Context
NorthStar Health operates 120 outpatient clinics and stores historical patient encounter, medication, lab, and billing data in a legacy on-prem EMR backed by SQL Server, HL7 message feeds, and nightly CSV exports. The analytics team is migrating to an AWS lakehouse with Snowflake, but legacy schemas, inconsistent coding standards, and unreliable batch extracts make downstream reporting and cohort analysis difficult.
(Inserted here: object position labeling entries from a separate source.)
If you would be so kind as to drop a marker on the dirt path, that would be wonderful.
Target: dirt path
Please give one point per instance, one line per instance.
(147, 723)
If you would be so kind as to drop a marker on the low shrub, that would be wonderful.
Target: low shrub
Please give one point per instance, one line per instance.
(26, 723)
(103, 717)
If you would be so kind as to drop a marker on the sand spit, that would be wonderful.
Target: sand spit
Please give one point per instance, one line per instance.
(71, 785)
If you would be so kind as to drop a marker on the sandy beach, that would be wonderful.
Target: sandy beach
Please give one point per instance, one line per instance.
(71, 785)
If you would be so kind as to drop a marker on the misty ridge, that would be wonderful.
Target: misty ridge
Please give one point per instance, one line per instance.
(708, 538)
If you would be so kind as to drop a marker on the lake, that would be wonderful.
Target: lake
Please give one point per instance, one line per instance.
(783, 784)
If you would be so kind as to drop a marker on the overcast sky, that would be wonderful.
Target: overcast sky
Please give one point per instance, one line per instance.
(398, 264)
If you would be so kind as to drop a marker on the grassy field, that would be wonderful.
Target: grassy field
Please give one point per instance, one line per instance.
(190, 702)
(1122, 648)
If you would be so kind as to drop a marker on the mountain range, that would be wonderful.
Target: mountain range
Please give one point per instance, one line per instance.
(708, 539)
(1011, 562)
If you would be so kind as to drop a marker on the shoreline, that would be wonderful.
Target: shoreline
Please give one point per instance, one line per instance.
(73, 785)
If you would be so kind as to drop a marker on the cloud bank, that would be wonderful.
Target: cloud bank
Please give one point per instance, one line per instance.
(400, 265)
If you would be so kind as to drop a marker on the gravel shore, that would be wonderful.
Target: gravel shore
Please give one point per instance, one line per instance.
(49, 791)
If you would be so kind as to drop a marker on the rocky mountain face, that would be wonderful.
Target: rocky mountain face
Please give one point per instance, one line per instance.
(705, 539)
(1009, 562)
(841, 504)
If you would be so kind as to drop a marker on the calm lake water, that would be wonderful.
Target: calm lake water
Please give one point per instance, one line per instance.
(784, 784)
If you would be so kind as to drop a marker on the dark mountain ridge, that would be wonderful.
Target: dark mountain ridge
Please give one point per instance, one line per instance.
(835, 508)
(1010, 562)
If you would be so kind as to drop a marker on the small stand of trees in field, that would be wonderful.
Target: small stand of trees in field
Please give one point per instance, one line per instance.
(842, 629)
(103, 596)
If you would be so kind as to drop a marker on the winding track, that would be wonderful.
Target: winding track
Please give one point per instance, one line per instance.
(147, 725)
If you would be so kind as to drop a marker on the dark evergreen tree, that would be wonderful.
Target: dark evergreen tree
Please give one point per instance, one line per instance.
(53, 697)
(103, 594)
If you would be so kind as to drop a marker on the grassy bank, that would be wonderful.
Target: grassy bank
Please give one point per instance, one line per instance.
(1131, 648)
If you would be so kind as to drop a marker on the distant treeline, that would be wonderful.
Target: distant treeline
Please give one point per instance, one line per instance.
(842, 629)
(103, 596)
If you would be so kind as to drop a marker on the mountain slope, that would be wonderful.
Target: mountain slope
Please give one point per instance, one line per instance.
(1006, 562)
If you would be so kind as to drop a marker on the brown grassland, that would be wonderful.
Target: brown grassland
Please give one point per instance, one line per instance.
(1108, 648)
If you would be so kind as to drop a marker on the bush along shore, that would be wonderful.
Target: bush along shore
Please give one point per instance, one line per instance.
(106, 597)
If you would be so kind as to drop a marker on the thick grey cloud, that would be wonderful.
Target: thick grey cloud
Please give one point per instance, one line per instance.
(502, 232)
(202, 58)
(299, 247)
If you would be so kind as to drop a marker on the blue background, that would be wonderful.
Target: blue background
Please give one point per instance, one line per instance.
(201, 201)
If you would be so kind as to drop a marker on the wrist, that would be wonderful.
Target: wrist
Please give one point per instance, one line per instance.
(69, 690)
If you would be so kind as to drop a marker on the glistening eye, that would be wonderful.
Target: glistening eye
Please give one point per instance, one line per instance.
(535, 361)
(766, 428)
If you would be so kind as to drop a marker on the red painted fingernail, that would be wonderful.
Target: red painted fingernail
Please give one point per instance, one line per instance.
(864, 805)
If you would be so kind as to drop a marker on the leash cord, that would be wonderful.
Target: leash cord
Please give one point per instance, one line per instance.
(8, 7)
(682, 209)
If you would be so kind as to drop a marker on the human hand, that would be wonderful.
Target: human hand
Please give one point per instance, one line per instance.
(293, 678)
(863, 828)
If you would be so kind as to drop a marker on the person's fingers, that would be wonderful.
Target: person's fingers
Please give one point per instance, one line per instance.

You are asked to design a pipeline that integrates legacy EMR data into the modern platform while preserving auditability and supporting both daily batch analytics and near-real-time operational dashboards.
Scale Requirements
- Source systems: 1 primary EMR database, 6 ancillary systems, HL7 ADT/ORM/ORU feeds
- Volume: 180M historical encounters, 2.5B lab result rows, 25 TB raw backfill
- Incremental load: 8M changed rows/day, 150 GB/day new data
- Streaming: up to 1,500 HL7 messages/sec peak
- Latency target: batch data available within 2 hours; HL7-derived operational tables within 5 minutes
- Retention: 7 years online, immutable audit history for all corrections
Requirements
- Ingest historical EMR tables and ongoing CDC changes from SQL Server into AWS storage without losing source lineage.
- Parse HL7 feeds and normalize them into canonical patient, encounter, provider, diagnosis, procedure, medication, and lab models.
- Handle common legacy issues: duplicate patient identifiers, late corrections, code-set drift (ICD-9/10, CPT, local lab codes), null-heavy columns, and inconsistent timestamps/time zones.
- Support idempotent reprocessing, selective backfills by facility/date range, and schema evolution with minimal downstream breakage.
- Load curated data into Snowflake for BI and regulatory reporting, with data quality checks and reconciliation against source extracts.
- Provide monitoring, alerting, and failure recovery for both batch and streaming paths.
Constraints
- AWS is the required cloud; existing team already uses Airflow, dbt, and Snowflake.
- PHI must remain encrypted in transit and at rest; HIPAA audit logging is mandatory.
- Budget limits favor managed services over large always-on clusters.
- Source EMR allows only limited read replicas and a 4-hour nightly extraction window.